The Reconciler – Christian Movie Review
You might say that we’re in the Golden Age, or perhaps the early phase of the Golden Age, of faith-based filmmaking. With any boom in an industry, the wave of it creates a spike of artistic activity. The increase in demand for faith-based films gives people an opportunity to tell stories that would not have been possible to tell otherwise. The rise of indie Christian filmmakers, from individual directors to entire churches producing their own films, is an example of this.
For this reason, it’s always nice to check in with the Christian indie film world and see what people are up to. One of those people is Shawn Justice, the director of the film “The Reconciler,” which I had a chance to view recently. The IMDB summary describes the film as a thriller with the following plot: “An intriguing stranger tries to bring friends and family members who have been torn apart, together again. As he tries to get others to reconcile their differences, his motives still remain a mystery.”
What makes this film unique and intriguing, to me at least, is its subtle flirtation with the techniques of a horror plot–the kind that involves kidnapping and unknown masterminds and that nagging feeling that something bad might happen, and even if nothing too crazy happens, you still can’t shake the creepiness of the person behind all of it. It’s one of those situations in which the absence of a character–a character only described by other characters–kickstarts the imagination, and it makes the character loom larger in your mind as the story develops.
To be clear, this is a clean faith-based film that is family friendly. This is not a horror movie. But it borrows just ever so slightly from the tension that those kind of stories create in their expositions. It uses the tension to pull us deeper into stories of reconciliation. In the cultural havoc that America finds itself in today, we need as many of these stories of reconciliation as possible, and “The Reconciler” packs several such tales into its unique storyline.
(And, as a tangent, I won’t say whether or not the mastermind behind the kidnappings is evil–don’t want to give any spoilers away–but he’s definitely not sane. The crime of kidnapping automatically warrants a life sentence in the court of law–at least it does in California. So the character at the center of this movie is, in my opinion, at least a little bit unhinged. The uncertainty about his sanity is what gives the movie its primary tension.)

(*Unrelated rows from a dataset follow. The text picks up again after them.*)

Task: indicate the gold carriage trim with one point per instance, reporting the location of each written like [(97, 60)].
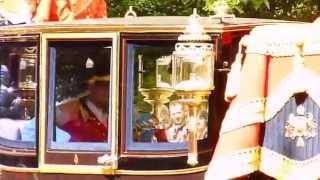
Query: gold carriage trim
[(282, 167), (244, 114), (233, 165), (302, 80), (263, 40)]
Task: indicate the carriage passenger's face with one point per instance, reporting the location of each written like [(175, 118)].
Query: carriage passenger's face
[(177, 114)]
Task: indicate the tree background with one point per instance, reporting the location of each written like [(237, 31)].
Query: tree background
[(300, 10)]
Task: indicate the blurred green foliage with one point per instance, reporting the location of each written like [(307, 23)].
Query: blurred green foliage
[(300, 10)]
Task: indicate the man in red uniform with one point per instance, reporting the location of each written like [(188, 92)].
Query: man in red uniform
[(86, 118)]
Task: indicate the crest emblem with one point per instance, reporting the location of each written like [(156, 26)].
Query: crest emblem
[(300, 125)]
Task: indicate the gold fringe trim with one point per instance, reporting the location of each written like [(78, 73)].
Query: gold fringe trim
[(301, 80), (282, 167), (237, 164), (244, 114)]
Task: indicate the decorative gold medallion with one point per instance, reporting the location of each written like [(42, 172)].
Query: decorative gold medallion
[(301, 126)]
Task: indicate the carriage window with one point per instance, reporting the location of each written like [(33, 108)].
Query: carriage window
[(18, 87), (157, 119), (80, 80)]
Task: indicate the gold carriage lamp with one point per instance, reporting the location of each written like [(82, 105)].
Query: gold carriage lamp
[(26, 82), (193, 76)]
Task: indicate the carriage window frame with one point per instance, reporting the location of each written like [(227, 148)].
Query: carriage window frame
[(24, 147), (130, 144), (205, 146), (48, 146)]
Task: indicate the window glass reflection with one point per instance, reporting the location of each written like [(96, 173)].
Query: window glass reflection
[(18, 85), (82, 71), (159, 114)]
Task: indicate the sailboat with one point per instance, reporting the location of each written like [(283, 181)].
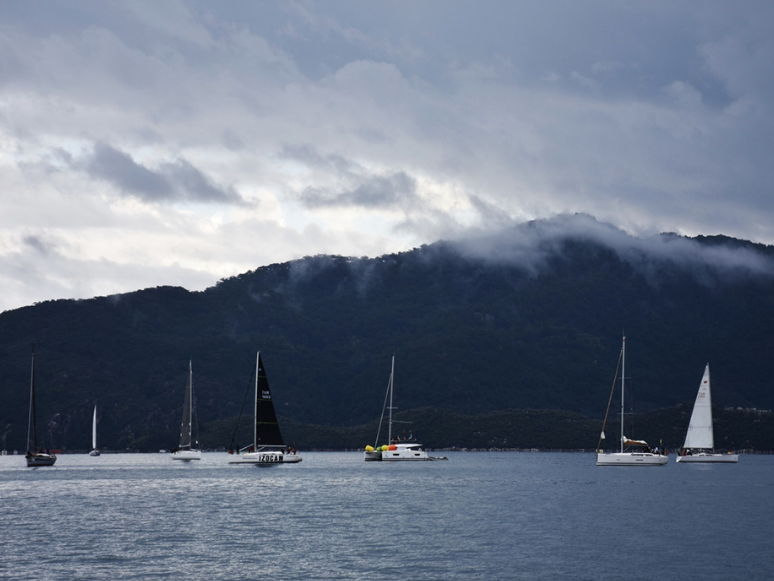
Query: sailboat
[(186, 450), (94, 449), (396, 449), (632, 452), (699, 443), (268, 447), (34, 456)]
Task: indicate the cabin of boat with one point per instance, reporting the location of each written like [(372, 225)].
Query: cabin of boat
[(688, 455)]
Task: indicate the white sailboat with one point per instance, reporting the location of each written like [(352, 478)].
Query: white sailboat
[(268, 447), (632, 452), (188, 448), (94, 449), (699, 443), (35, 457), (396, 449)]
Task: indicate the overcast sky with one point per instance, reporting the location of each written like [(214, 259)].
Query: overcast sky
[(151, 143)]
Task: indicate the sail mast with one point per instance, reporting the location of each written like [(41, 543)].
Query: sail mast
[(392, 375), (190, 403), (623, 374), (94, 430), (255, 417), (31, 421)]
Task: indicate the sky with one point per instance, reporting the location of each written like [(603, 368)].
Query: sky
[(179, 143)]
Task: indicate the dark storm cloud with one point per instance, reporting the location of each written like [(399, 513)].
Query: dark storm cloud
[(178, 180)]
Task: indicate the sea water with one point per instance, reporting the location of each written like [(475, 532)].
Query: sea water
[(478, 515)]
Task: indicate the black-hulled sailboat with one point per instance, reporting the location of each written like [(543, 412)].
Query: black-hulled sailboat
[(35, 457), (188, 449), (268, 447)]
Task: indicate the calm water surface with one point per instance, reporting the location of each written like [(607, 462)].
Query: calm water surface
[(478, 516)]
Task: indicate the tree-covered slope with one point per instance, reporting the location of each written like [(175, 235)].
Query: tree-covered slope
[(528, 319)]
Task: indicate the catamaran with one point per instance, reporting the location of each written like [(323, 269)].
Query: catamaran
[(189, 446), (35, 457), (632, 452), (268, 447), (94, 449), (699, 443), (396, 449)]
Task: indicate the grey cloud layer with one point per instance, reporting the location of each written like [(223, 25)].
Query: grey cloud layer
[(177, 180), (413, 121)]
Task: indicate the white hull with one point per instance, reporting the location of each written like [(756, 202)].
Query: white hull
[(631, 459), (710, 458), (187, 455), (401, 453), (404, 454)]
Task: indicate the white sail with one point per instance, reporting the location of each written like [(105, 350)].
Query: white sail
[(700, 427)]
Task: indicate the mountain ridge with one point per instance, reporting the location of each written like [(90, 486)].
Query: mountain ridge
[(531, 317)]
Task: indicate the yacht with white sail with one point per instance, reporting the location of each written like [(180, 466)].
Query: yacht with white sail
[(631, 452), (699, 443), (268, 447), (188, 449)]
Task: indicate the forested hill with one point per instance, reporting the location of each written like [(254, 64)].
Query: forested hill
[(530, 318)]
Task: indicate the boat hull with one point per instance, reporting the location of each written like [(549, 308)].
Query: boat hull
[(631, 459), (38, 460), (710, 458), (186, 455), (374, 456), (259, 458)]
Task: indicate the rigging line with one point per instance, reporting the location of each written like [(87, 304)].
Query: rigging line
[(610, 399), (244, 401)]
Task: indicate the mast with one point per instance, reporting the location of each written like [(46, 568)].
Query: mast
[(31, 421), (185, 424), (623, 374), (94, 429), (392, 375), (255, 417)]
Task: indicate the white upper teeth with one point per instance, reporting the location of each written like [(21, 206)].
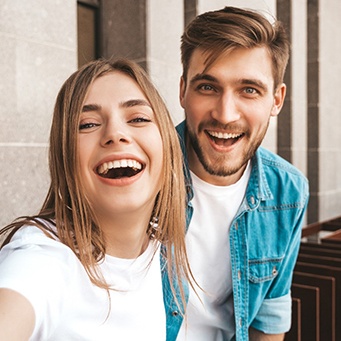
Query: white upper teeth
[(104, 167), (221, 135)]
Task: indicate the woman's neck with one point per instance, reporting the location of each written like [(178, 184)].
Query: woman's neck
[(126, 236)]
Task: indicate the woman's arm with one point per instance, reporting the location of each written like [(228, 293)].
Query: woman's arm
[(16, 316)]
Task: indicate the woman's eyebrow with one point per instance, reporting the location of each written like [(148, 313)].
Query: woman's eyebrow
[(91, 107), (134, 102), (124, 104)]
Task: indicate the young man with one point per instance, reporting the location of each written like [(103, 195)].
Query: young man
[(245, 204)]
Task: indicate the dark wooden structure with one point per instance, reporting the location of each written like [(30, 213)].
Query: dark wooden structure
[(316, 288)]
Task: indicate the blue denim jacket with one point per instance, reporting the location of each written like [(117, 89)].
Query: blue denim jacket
[(264, 240)]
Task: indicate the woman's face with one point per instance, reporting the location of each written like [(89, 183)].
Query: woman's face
[(120, 148)]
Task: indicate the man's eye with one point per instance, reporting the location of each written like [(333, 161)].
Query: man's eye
[(206, 87), (250, 91), (88, 125)]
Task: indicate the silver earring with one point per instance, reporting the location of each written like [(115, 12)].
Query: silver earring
[(153, 227)]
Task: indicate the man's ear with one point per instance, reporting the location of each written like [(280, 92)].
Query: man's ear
[(278, 99), (182, 90)]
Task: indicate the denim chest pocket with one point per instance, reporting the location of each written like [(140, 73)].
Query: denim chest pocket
[(261, 270)]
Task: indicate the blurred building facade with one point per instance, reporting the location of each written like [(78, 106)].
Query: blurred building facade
[(43, 41)]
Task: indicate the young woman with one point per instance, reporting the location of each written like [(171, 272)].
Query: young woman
[(88, 267)]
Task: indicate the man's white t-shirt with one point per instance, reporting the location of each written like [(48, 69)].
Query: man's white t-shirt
[(208, 248), (69, 307)]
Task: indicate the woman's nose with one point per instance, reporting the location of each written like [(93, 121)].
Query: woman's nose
[(115, 133)]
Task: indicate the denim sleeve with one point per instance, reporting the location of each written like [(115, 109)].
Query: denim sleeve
[(274, 316)]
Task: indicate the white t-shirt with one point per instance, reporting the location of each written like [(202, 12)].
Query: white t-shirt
[(208, 247), (69, 307)]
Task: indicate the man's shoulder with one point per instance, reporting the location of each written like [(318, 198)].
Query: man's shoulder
[(272, 162)]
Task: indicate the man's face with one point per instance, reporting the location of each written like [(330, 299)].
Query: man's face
[(228, 107)]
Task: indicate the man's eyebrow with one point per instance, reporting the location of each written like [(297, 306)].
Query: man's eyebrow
[(255, 82), (134, 102), (203, 76)]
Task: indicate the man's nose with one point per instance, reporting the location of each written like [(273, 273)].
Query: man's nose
[(226, 110)]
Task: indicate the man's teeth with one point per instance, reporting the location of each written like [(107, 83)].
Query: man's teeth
[(124, 163), (221, 135)]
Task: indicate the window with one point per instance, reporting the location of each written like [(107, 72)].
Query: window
[(87, 28)]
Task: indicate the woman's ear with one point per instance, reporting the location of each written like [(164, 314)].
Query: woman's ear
[(278, 99)]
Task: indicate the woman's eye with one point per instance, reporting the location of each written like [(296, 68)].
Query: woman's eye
[(250, 91), (140, 120), (88, 125)]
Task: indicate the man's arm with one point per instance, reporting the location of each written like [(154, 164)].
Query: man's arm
[(256, 335), (16, 316)]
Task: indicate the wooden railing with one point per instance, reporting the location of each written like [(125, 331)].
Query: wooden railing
[(316, 288)]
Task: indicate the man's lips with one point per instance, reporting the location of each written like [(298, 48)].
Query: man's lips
[(223, 138), (118, 169)]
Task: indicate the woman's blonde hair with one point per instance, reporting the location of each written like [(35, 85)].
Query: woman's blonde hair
[(66, 205)]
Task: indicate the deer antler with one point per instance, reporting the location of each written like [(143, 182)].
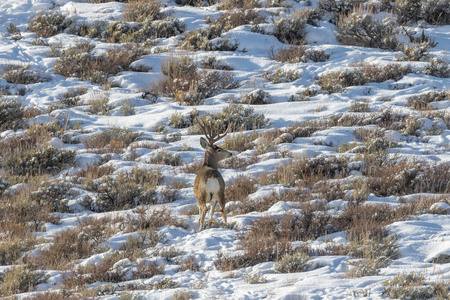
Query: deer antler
[(208, 131)]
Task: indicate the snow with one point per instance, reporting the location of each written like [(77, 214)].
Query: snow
[(420, 238)]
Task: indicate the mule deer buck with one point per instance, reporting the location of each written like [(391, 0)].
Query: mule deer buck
[(209, 185)]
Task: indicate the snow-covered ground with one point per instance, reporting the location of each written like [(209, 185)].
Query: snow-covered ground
[(421, 238)]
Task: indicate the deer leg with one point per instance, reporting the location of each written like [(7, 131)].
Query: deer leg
[(222, 208), (211, 212), (202, 217)]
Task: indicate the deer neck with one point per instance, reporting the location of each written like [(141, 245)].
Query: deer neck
[(210, 161)]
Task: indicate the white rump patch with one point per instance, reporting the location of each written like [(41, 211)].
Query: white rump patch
[(212, 185)]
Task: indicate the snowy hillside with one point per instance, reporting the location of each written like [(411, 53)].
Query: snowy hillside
[(339, 124)]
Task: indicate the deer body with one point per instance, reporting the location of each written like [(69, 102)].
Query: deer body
[(209, 186)]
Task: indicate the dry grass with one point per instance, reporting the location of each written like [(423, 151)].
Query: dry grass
[(239, 188), (146, 218), (112, 140), (79, 61), (228, 20), (18, 74), (421, 102), (186, 84), (360, 74), (73, 244), (142, 10)]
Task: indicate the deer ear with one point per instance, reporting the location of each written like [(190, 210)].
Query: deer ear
[(204, 143)]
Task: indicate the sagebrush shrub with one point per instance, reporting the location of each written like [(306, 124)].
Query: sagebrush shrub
[(240, 188), (145, 31), (231, 4), (257, 97), (291, 54), (40, 160), (211, 62), (291, 29), (415, 52), (293, 263), (127, 108), (113, 139), (12, 113), (360, 74), (437, 67), (146, 218), (54, 194), (142, 10), (207, 40), (359, 107), (99, 104), (408, 286), (239, 141), (20, 280), (79, 61), (228, 20), (365, 30), (47, 24), (433, 12), (237, 117), (421, 102), (281, 75), (23, 75), (186, 84), (71, 98), (123, 191)]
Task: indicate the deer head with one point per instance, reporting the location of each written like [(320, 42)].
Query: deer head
[(213, 153)]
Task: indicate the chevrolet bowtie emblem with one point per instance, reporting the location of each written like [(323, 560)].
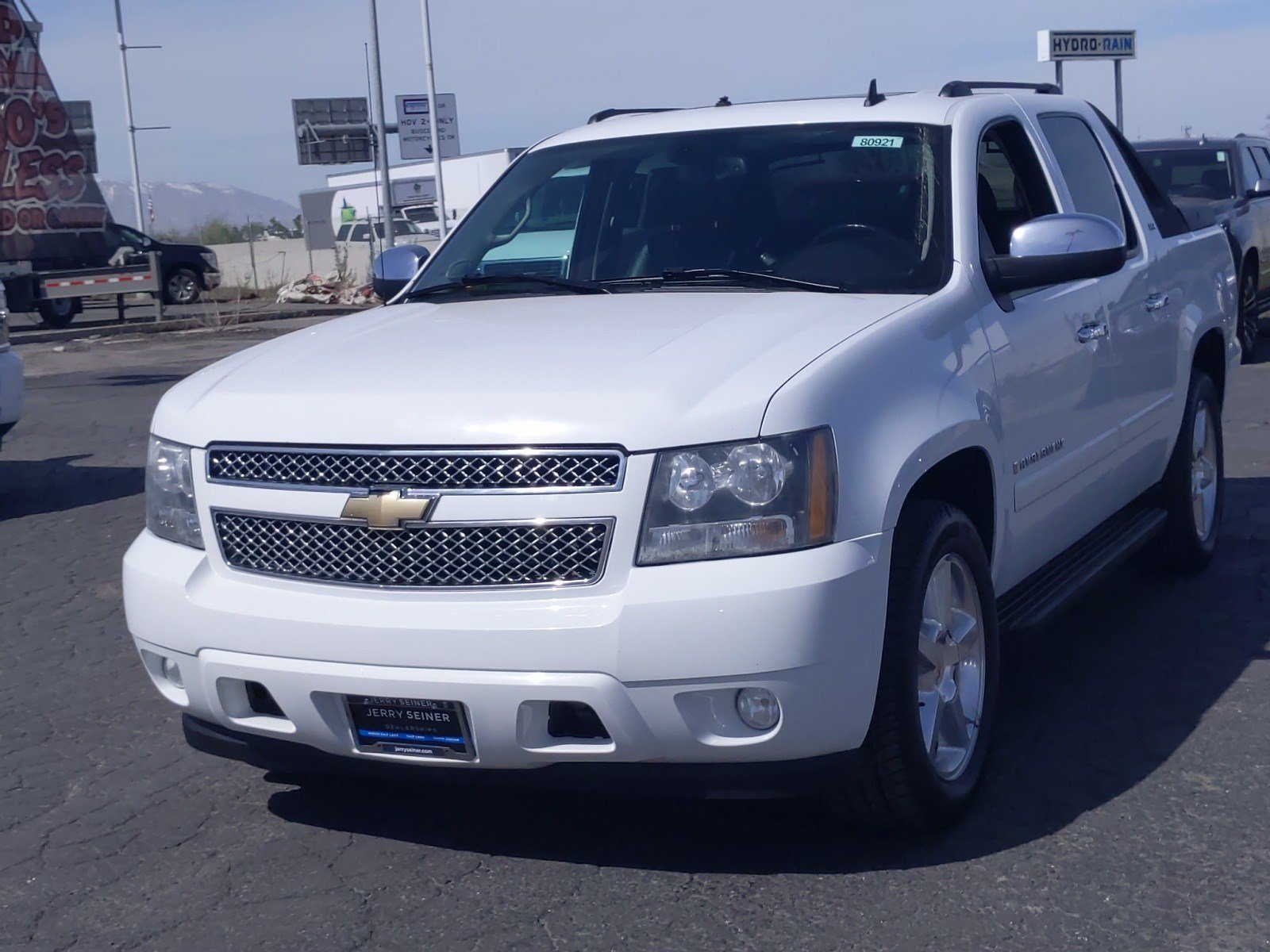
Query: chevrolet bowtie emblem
[(387, 508)]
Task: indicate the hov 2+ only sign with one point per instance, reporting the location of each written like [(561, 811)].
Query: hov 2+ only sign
[(414, 132), (1060, 44)]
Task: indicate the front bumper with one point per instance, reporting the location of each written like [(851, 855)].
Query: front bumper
[(808, 776), (660, 658)]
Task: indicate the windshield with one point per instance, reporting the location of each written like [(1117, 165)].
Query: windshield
[(857, 207), (1191, 173)]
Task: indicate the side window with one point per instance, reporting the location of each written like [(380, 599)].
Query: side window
[(1085, 169), (1011, 186), (1168, 220), (1250, 169), (1261, 156)]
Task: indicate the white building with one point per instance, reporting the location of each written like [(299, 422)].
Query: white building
[(467, 178)]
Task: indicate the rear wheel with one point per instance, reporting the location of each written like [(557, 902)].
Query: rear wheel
[(1193, 490), (1250, 321), (924, 755), (59, 313), (181, 287)]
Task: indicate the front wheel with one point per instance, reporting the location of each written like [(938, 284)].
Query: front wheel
[(925, 752), (1194, 486), (181, 287), (1249, 321)]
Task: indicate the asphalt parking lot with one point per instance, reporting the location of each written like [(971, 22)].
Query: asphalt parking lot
[(1126, 805)]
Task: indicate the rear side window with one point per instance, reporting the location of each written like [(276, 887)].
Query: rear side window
[(1263, 159), (1085, 168)]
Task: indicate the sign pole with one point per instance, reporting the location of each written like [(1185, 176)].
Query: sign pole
[(127, 113), (432, 118), (1119, 95), (381, 130)]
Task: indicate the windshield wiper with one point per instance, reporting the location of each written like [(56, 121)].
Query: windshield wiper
[(479, 281), (687, 276), (677, 276), (581, 287)]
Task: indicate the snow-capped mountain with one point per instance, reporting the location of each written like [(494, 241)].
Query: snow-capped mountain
[(181, 206)]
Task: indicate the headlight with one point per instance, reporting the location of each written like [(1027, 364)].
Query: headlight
[(171, 512), (738, 499)]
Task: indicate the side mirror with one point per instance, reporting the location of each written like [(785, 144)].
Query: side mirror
[(393, 270), (1056, 249)]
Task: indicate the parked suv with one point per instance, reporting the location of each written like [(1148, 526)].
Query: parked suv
[(1226, 181), (826, 397)]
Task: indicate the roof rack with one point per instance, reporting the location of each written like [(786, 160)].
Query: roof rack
[(610, 113), (965, 88)]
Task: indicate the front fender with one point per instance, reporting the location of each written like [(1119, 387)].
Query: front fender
[(901, 395)]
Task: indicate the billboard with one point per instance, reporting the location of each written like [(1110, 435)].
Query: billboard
[(51, 209)]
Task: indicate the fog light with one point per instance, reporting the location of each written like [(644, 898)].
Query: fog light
[(759, 708), (171, 672)]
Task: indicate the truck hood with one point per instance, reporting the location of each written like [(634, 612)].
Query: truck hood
[(641, 370)]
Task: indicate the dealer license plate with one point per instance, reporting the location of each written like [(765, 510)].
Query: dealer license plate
[(412, 727)]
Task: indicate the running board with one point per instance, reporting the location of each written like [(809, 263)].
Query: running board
[(1053, 587)]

I was especially impressed with the scenes with the late (great) Roddy Piper and Sherry Morris. (Roddy Piper passed away in 2015, sadly.) Piper makes a fantastic news boss (I could easily imagine him as a hard-nosed news editor in some mainstream studio film), and I enjoyed Morris’s storyline and performance and the way they wrote her conversations with others about faith. It was a compelling way to bring in-depth topics of faith, truth, and philosophy to light. Most movies just barely glance off those topics, even when they do address them. But the interview format in Morris’s scenes gives the movie the ability to speak more deeply about topics that our culture too often neglects.
And that’s always refreshing to see in a film.